Enrolling Windows devices
KACE Cloud allows you to manage Microsoft Windows devices, to ensure they are secure and compliant with your policies, and also to prevent their data from being exposed to unauthorized users. This topic provides high-level instructions that allow you to start managing your MS Windows devices.
Windows device administrators can choose from a number of different enrollment flows largely depending on their domain type:
- Azure AD domains: Cloud-based Azure Active Directory (AD) domains for provisioning users, apps and devices.
- On-prem AD domains: In an on-prem AD domain, user account data is available to internal network users and administrators.
- Hybrid Azure AD domains: A collection of cloud-based Azure AD and on-prem AD domains.
There are several areas of focus as you configure the enrollment of your Windows devices in KACE Cloud: Understanding how different ways to join a domain affect device enrollment, setting your company and personal device enrollment types, setting up Autopilot enrollment (for company devices), and enrolling devices in KACE Cloud.
The following procedures summarize the steps for enrolling your target Windows devices.

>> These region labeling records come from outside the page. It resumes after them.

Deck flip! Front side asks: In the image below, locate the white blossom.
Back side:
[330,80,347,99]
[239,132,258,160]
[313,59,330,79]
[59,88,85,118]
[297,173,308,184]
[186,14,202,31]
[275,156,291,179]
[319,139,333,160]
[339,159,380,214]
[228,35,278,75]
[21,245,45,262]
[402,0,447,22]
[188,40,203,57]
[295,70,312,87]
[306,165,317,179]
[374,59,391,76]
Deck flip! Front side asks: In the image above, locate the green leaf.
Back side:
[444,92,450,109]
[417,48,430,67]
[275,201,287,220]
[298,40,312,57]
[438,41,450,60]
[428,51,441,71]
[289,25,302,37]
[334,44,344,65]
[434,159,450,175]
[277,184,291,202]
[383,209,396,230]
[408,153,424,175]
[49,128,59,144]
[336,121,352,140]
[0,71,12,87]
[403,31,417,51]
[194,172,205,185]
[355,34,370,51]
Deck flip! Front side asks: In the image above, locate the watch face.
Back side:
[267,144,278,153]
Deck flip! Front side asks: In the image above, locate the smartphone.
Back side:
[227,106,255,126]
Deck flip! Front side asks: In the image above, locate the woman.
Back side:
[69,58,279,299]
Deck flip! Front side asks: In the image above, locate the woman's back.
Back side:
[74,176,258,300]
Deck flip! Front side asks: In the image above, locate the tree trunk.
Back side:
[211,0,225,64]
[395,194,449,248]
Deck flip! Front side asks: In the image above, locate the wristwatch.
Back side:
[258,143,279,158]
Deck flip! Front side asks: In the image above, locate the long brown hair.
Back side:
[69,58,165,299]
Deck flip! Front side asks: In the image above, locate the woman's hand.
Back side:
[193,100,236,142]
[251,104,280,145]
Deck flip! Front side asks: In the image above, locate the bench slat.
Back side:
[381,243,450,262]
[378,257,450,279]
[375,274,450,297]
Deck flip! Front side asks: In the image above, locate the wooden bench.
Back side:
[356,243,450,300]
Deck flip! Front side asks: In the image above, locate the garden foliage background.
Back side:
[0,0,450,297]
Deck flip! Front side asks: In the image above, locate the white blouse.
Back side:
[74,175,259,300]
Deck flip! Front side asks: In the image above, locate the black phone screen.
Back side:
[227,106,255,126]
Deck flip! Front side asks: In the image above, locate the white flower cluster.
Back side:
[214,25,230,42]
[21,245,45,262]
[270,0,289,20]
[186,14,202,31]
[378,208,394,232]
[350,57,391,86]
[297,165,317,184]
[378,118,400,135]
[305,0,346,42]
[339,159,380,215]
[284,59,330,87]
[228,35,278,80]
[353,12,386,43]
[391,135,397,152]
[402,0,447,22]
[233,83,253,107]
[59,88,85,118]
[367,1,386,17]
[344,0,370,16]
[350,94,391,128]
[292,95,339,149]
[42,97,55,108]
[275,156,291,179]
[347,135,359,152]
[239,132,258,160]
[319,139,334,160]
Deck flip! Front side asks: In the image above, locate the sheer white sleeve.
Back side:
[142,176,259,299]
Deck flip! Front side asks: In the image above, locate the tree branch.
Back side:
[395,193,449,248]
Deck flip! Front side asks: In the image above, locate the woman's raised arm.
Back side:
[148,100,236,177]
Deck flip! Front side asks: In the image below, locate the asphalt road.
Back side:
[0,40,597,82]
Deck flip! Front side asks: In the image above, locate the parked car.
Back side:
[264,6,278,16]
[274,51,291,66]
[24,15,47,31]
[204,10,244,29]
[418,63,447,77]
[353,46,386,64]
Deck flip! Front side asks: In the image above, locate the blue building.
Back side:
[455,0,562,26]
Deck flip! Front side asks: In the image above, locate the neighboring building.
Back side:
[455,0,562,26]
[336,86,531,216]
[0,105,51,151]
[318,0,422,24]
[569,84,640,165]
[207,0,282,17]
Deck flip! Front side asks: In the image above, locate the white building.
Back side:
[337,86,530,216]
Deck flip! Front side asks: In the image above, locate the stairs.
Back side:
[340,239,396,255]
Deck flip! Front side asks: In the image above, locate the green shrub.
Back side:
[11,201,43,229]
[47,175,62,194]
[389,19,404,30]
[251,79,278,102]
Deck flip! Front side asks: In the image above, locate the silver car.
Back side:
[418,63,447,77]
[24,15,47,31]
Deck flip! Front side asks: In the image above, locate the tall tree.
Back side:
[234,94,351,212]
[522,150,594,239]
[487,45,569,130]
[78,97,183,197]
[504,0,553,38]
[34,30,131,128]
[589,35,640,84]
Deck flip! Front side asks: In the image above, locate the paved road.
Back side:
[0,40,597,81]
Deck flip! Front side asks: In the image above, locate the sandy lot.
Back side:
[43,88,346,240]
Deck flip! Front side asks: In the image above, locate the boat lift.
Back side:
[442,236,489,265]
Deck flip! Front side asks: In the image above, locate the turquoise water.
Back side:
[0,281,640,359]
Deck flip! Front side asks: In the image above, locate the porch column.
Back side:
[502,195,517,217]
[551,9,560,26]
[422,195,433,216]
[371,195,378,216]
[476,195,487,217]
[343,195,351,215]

The path you choose depends on your domain type:
Azure AD domains
- Automatically connect KACE Cloud and Azure AD.
With KACE Cloud listed as a cloud-based MDM solution in the Azure AD app gallery, connect KACE Cloud to your Azure AD subscription. See detailed instructions here.
- New devices: Use Windows Autopilot to join devices.
Use Windows Autopilot to set up all set up all configurations on a company-owned device so that the end user only has to open their new device and log in. See this topic for more details.
- Existing devices:
- Configure manual enrollment to join devices.
Use the KACE Cloud Windows Manual Enrollment page to elect the method that both company and personal devices will use for manual enrollment. See detailed instructions here.
- Enroll Windows devices.
Provide the end user with enrollment instructions. You can find them in KACE Cloud, in the Enroll Devices view when you select Windows. See detailed instructions here.
- Configure manual enrollment to join devices.
On-prem domains
- Create a Windows provisioning package.
You can use the Windows Configuration Designer to create an encrypted Windows provisioning package (.ppkg).
- Deploy newly created provisioning package to managed Windows devices.
Run the generated .ppkg file on target devices, or use an automated deployment tool such as KACE SMA or KACE SDA.
See detailed instructions here.
- Enroll Windows devices.
Provide the end user with enrollment instructions. You can find them in KACE Cloud, in the Enroll Devices view when you select Windows. See detailed instructions here.
Hybrid Azure AD domains
- Automatically connect KACE Cloud and Azure AD.
With KACE Cloud listed as a cloud-based MDM solution in the Azure AD app gallery, connect KACE Cloud to your Azure AD subscription.
- New devices:
Azure AD domains: Use Windows Autopilot to join devices.
On-prem domains: Deploy provisioning packages and enroll Windows devices.
- Existing devices: Add target devices to hybrid Azure AD domains.
When you link Azure AD with an existing on-prem AD domain, you can then integrate KACE Cloud with Azure AD to allow users to sign in to KACE Cloud using their managed Azure AD accounts through the SAML protocol. Next, create an Active Directory group policy and set it up to join existing on-prem devices to KACE Cloud and Azure. Finally, sign in to the device with the Azure AD account. See detailed instructions here.